One of the first things the advisory commission could do would be to say, “Here is a bunch of all-indoor research and the government can proceed and you can get going.” At the same time, this commission would begin its own learning process on how to govern stuff that was outside of that zone.

e360: Why do you think it is so important that the U.S. take a leading global role in this research effort?

“I think the U.S. should take the leadership in building norms of behavior around this research.”

Long: Well I guess as a citizen of the U.S. I would rather have us be engaged than having to accept other countries’ interpretations of what is the right thing to do. I’m pretty unhappy with what the Brits have done right now in terms of how they’re managing this experiment. I think we should take the leadership in building norms of behavior around geoengineering research.

e360: And you would envision in this research phase reaching out to other nations in Europe, to China and India, etc., to involve some of their government agencies or scientists?

Long: Yes. And reach out to them through science, not through diplomacy. Leading with cooperation in the sciences is the best way to develop the norms of behavior that we’re looking for.

e360: Did you at times feel like you were a scientist who was in a scene from some futuristic Mad Max movie where you’re having to even think about this kind of stuff?

Long: No. But there’s also this complete sense of frustration that we have to be thinking about this, that somehow as a species we aren’t able to recognize this horrible foible and deal with it in a rational way. But people’s needs — their financial needs, their short-term needs — seem to prevent them from factoring in their long-term interests. And that’s downright depressing. But I don’t feel that sense of science fiction because everyone I know who works on this is scared to death of this stuff. People aren’t doing this because they think, “Oh whoopee! We can change the Earth!” They’re doing it because they just don’t see any progress [on CO2 emissions] and it just seems to be getting worse and worse and they want options on the table.

One thing we didn’t talk about is a concern I have that the only people who are engaging in this issue are people belonging to groups who think there is a geoengineering conspiracy, that the government is already doing climate modification and that’s why we get all these jet contrails everywhere. I just think it’s very important to expand the discussion beyond this group, which is not extremely legitimate as representatives of concerned society. I’m very concerned that we take this beyond the conspiracy folks.

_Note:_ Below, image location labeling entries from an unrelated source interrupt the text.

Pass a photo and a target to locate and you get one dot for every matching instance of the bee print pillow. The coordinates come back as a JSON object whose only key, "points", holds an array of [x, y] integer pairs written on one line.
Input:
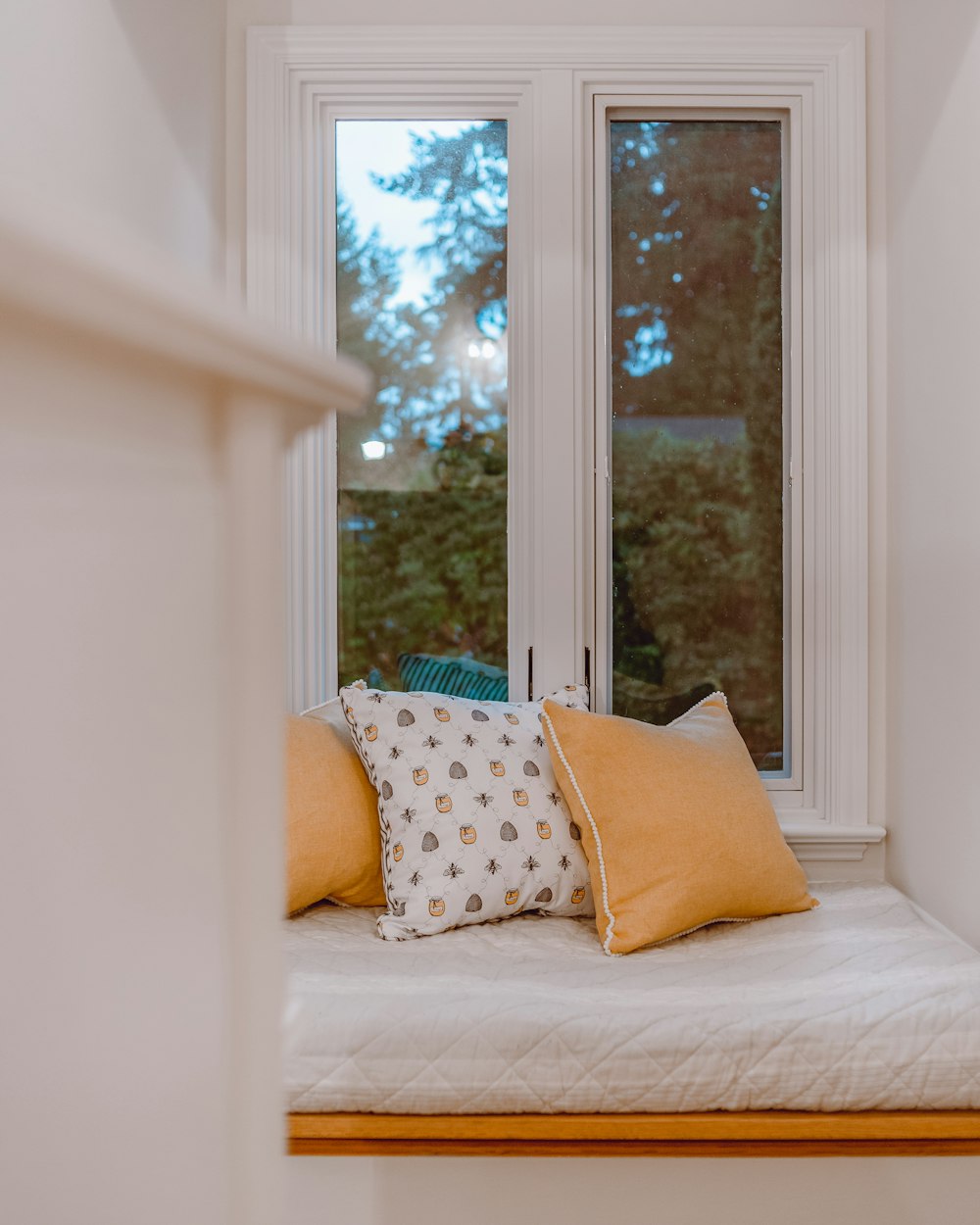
{"points": [[473, 823]]}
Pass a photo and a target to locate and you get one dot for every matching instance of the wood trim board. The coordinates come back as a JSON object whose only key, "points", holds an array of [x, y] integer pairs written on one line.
{"points": [[715, 1133]]}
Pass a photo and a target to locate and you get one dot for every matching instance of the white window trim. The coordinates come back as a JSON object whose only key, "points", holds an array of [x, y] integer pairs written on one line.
{"points": [[297, 74]]}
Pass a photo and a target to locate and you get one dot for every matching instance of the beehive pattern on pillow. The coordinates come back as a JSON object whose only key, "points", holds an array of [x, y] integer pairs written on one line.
{"points": [[473, 823]]}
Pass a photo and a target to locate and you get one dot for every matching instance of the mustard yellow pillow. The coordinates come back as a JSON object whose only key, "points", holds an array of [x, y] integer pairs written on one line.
{"points": [[675, 821], [332, 832]]}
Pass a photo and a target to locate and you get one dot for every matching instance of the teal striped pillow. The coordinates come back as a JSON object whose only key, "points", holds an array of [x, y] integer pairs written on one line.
{"points": [[457, 677]]}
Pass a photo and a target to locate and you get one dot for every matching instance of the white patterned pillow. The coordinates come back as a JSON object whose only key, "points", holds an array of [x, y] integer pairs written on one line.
{"points": [[473, 822]]}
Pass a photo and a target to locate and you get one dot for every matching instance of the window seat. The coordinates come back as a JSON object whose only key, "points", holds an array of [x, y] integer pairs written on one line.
{"points": [[858, 1023]]}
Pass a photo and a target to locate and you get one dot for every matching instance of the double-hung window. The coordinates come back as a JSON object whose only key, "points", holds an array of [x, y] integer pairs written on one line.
{"points": [[611, 285]]}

e360: I have to ask you, did you find any evidence that anyone out there — a government or individual — was already engaging in any kind of secret geoengineering research?

Long: There wasn’t anything that we know about that’s going on like that. The conspiracy theorists have a right to their opinion, but I don’t know of any evidence that would support what they think is going on.

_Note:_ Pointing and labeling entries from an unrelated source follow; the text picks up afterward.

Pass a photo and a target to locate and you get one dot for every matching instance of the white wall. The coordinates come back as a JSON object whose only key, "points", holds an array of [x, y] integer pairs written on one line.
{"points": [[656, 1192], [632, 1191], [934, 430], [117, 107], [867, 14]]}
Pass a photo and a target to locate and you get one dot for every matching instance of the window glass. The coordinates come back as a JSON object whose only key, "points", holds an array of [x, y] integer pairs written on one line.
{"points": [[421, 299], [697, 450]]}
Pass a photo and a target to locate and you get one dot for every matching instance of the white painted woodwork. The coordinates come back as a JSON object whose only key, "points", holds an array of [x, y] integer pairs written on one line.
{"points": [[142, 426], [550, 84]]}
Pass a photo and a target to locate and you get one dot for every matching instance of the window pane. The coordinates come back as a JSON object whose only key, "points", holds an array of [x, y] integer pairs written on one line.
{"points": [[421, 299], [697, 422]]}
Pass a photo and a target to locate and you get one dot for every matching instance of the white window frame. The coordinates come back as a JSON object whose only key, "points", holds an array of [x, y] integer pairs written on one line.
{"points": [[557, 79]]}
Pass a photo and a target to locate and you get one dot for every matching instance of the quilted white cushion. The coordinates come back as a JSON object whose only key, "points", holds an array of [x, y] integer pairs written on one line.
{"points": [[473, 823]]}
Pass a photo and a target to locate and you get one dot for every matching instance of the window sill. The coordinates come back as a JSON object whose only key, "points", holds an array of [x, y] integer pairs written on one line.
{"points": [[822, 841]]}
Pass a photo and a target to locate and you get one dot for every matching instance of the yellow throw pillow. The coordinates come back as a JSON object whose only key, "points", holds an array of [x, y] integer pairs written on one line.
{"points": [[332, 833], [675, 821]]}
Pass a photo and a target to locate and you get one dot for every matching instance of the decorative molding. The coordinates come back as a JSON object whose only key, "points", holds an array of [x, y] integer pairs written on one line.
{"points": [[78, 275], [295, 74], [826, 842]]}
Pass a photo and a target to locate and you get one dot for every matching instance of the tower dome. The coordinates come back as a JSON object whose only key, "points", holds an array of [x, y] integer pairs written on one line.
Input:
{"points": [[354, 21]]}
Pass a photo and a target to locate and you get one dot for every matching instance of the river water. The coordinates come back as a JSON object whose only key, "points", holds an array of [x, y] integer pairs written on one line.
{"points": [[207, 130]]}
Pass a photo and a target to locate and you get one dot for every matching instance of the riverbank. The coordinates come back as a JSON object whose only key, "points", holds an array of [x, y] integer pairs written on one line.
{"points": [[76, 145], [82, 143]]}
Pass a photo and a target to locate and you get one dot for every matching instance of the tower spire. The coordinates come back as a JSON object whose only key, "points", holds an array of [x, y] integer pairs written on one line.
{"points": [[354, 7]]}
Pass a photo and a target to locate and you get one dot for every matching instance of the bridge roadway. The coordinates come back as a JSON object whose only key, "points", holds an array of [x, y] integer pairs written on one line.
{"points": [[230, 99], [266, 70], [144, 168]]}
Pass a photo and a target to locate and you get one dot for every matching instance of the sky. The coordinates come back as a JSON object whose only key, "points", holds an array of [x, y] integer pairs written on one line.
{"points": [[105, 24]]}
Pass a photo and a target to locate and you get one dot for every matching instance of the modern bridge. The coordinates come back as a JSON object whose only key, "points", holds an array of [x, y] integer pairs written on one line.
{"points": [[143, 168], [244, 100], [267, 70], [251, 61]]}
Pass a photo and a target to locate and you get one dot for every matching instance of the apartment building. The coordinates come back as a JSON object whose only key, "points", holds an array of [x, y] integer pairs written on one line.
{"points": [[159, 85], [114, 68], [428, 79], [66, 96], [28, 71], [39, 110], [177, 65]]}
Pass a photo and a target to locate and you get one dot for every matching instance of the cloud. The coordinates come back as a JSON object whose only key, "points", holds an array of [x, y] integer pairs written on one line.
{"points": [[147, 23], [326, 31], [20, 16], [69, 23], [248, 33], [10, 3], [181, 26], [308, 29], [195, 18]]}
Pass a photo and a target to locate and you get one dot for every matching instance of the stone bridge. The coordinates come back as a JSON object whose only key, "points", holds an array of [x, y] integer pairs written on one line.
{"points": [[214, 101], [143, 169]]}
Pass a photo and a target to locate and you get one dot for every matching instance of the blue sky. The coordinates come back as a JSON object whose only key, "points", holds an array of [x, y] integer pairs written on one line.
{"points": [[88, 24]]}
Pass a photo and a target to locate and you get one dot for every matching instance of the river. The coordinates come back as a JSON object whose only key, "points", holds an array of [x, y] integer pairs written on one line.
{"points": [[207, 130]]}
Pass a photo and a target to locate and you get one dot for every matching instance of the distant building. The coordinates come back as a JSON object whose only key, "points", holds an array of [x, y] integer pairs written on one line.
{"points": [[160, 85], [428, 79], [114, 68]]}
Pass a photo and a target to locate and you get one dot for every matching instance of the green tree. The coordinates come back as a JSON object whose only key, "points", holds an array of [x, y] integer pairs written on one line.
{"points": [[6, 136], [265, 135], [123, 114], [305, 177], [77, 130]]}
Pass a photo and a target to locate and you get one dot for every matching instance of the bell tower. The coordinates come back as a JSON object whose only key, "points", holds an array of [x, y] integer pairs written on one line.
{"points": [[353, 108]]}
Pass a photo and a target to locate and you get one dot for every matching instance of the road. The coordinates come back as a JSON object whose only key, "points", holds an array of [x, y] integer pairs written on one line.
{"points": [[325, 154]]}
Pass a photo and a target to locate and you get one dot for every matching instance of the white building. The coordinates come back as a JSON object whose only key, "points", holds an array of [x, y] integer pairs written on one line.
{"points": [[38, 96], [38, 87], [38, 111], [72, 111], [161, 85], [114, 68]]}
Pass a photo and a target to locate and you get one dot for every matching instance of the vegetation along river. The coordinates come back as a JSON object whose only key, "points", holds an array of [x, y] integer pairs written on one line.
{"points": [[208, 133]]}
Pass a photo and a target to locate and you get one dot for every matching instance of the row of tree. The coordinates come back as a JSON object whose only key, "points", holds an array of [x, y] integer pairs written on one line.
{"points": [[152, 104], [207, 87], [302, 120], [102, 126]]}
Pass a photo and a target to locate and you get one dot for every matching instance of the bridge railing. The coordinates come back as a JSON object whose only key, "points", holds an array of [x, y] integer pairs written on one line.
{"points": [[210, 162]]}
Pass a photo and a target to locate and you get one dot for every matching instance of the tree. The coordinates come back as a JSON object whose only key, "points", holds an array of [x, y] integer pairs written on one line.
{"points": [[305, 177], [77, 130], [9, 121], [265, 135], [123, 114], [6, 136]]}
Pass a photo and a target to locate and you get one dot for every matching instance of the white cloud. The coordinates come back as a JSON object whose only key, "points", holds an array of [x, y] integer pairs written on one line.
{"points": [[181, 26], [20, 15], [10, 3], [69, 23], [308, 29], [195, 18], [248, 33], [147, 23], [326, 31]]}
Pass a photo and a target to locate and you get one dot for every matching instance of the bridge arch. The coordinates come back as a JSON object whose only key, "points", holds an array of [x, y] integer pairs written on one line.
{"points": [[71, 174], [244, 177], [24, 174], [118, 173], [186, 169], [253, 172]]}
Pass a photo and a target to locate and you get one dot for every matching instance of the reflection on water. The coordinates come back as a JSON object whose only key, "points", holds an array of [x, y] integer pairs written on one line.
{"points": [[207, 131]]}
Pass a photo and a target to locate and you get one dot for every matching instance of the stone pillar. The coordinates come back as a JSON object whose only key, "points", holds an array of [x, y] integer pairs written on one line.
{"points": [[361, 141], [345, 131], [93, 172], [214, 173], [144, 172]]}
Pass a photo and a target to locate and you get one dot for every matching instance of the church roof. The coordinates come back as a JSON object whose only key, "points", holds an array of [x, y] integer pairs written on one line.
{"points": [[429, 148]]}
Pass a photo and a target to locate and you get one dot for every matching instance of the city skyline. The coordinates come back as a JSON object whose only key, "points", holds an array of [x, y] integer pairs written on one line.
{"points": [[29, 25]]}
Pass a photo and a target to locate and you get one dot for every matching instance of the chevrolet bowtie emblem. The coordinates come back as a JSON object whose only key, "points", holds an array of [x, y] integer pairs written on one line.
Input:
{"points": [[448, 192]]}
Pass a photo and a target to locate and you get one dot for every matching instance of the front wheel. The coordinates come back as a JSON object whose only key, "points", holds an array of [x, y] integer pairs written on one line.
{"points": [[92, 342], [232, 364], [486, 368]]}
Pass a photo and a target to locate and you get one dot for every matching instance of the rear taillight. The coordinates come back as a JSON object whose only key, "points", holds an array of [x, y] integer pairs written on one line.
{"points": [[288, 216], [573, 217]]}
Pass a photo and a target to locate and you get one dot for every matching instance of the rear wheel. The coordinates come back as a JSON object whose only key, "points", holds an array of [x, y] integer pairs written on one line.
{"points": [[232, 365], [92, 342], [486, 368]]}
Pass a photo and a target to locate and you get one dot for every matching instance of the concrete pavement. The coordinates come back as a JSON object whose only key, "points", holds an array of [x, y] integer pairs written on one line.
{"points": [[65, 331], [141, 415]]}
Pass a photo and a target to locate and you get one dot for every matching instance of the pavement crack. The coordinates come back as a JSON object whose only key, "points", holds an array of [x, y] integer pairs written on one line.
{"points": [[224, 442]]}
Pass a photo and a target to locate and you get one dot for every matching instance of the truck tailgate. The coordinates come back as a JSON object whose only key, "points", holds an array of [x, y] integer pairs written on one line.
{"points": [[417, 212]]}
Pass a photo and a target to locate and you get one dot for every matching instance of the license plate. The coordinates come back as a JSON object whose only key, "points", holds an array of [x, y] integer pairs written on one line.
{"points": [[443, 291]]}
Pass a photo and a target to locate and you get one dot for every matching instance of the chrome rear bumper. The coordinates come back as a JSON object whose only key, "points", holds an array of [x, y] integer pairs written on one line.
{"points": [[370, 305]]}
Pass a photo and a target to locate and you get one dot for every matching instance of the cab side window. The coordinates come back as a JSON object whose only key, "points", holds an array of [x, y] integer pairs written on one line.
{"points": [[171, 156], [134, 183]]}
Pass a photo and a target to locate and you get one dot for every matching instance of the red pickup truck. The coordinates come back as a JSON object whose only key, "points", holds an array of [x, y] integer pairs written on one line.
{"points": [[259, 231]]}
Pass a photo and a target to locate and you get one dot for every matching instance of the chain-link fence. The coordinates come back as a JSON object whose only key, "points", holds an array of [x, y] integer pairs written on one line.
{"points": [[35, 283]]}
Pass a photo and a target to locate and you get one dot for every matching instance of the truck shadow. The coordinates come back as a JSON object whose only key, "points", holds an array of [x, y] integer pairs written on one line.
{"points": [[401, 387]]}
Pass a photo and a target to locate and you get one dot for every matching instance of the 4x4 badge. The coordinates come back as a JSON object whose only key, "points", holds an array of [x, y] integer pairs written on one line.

e360: What is the reaction to the criticism that you’re using the term “climate remediation” instead of geoengioneering as spin or a marketing move to make some terrible technology seem palatable?

Long: That was kind of a surprise. I don’t think there was any motivation to make it palatable or spin it. The issue is that we thought the term geongineering doesn’t seem to refer to climate — it’s used in oilfields, in hydrology — so we wanted to have a term that would really talk about climate rather than focus on a word like geoengineering that is used for so many other things that it’s not precise. Members also felt that the term “engineering” was misleading because we would never be able to design a new climate with a perfectly predictable outcome. It’s in the report that not everyone on the panel agreed [on the term], and I really don’t think it should be the thing that gets everybody worked up about the report. A lot of people thought that “geoengineering” was an unfortunate choice of words, and that maybe we should try to do something about the name at this point in time.